Apple iPad mini 2 vs Apple iPad mini: Camera
There have been a few tweaks to the iPad mini 2's cameras, but again, they are relatively minor. The rear cameras still share same five-element, 5MP lens with a f/2.4 aperture. They both have a feature set that includes autofocus, face detection, Backside illumination, a Hybrid IR filter, tap to focus, tap to control exposure, geotagging, HDR and 1080p video recording.
At first glance, the front-facing 1.2 Megapixel FaceTime camera doesn't look any different either. But dig into the specs and you'll notice that it now includes a Backside Illumination Sensor (BIS) that will boost the camera's performance in poor lighting conditions. No more dingy-looking selfies.
Apple iPad mini 2 vs Apple iPad mini: Connectivity
At first glance, everything looks the same here, too. Like the original model, the new iPad mini is available in Wi-Fi only and Wi-Fi plus cellular versions, which incorporate 3G/HSDPA, CDMA and LTE (where available). Both also feature 802.11a/b/g/n Wi-Fi and Bluetooth 4.0.
But the difference lies in the Wi-Fi chip inside the newer iPad mini. It supports dual channel (2.4GHz and 5GHz) Wi-Fi with MIMO for superior wireless connectivity. It doesn't sound like much, but the Multiple Input Multiple Output technology here has long been in use on broadband routers and can effectively double data download speeds.
Apple iPad mini 2 vs Apple iPad mini: Processor
The improved processor inside the iPad mini 2 is another reason why the new mini model is a significant improvement over the original. Where the first-gen iPad mini debuted with the dual-core A5 processor that powered the iPad 2, the new model uses the same chip that powers the flagship iPhone 5S - a 64-bit dual-core A7 CPU with an M7 motion co-processor.

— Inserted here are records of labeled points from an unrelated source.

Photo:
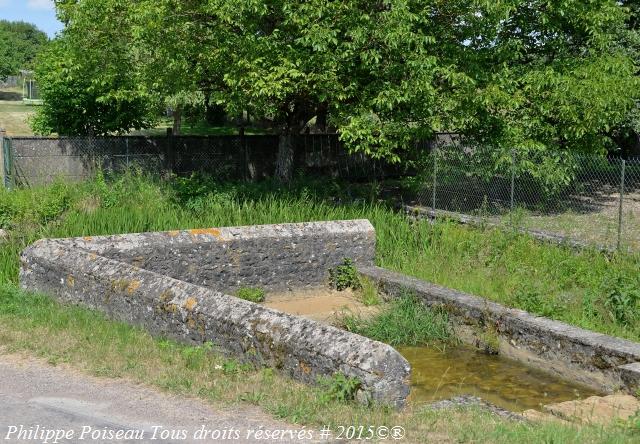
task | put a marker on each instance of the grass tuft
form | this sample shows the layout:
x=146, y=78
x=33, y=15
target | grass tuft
x=405, y=322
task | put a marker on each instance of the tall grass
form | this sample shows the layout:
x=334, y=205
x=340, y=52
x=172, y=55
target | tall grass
x=586, y=288
x=406, y=321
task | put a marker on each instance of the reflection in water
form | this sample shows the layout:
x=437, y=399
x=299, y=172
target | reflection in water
x=462, y=370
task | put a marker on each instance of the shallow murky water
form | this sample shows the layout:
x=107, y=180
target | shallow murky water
x=462, y=370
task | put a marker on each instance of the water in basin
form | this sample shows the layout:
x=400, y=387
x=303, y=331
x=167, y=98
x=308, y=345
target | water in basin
x=462, y=370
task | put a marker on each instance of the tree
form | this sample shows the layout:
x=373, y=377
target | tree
x=538, y=73
x=535, y=73
x=88, y=76
x=20, y=42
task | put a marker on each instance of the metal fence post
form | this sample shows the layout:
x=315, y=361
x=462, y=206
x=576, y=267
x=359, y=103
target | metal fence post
x=3, y=134
x=622, y=171
x=513, y=185
x=435, y=182
x=5, y=159
x=126, y=141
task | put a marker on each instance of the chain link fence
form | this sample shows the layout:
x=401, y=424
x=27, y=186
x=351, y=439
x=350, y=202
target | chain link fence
x=30, y=161
x=577, y=199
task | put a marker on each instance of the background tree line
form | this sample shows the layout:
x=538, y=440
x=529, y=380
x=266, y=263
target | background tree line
x=20, y=42
x=534, y=74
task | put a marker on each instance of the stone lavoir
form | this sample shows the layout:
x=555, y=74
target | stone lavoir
x=180, y=284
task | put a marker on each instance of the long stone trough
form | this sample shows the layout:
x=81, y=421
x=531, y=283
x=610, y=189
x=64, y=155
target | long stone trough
x=603, y=362
x=178, y=284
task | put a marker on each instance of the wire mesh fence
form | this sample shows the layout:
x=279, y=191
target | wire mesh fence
x=32, y=161
x=580, y=199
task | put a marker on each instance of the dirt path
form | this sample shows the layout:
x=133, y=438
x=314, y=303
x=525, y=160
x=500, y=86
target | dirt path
x=37, y=398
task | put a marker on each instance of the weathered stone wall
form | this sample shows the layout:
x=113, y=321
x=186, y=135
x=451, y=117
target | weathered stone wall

Apple iPad mini 2 vs Apple iPad mini: Storage
Storage-wise the iPad mini 2 is available with 16, 32, 64 or 128GB storage options, matching the capacities of the 9.7-inch iPad. The older iPad mini didn't have a 128GB option and Apple now only offers a 16GB model.
Apple iPad mini 2 vs Apple iPad mini: Battery Life
With each new iPad launch, and no matter what technology is crammed in, Apple is careful to retain 10 hours of battery life. The new iPad mini is no exception and it's put on a little extra weight to compensate for the new Retina display and A7 processor.
Apple iPad mini 2 vs Apple iPad mini: Early verdict
As iterative improvements go, the new iPad mini offers some compelling reasons to upgrade. The A7 processor gives it a dramatic speed boost and while the M7 co-processor has some potential, the switch from a 32-bit architecture to 64-bit is arguably more important - expect other mobile manufacturers to follow suit. Ultimately, all Apple needed to do to turn a good iPad mini into a great iPad mini was to add a Retina display and not make it exorbitantly pricey. At $479, it's a job well done.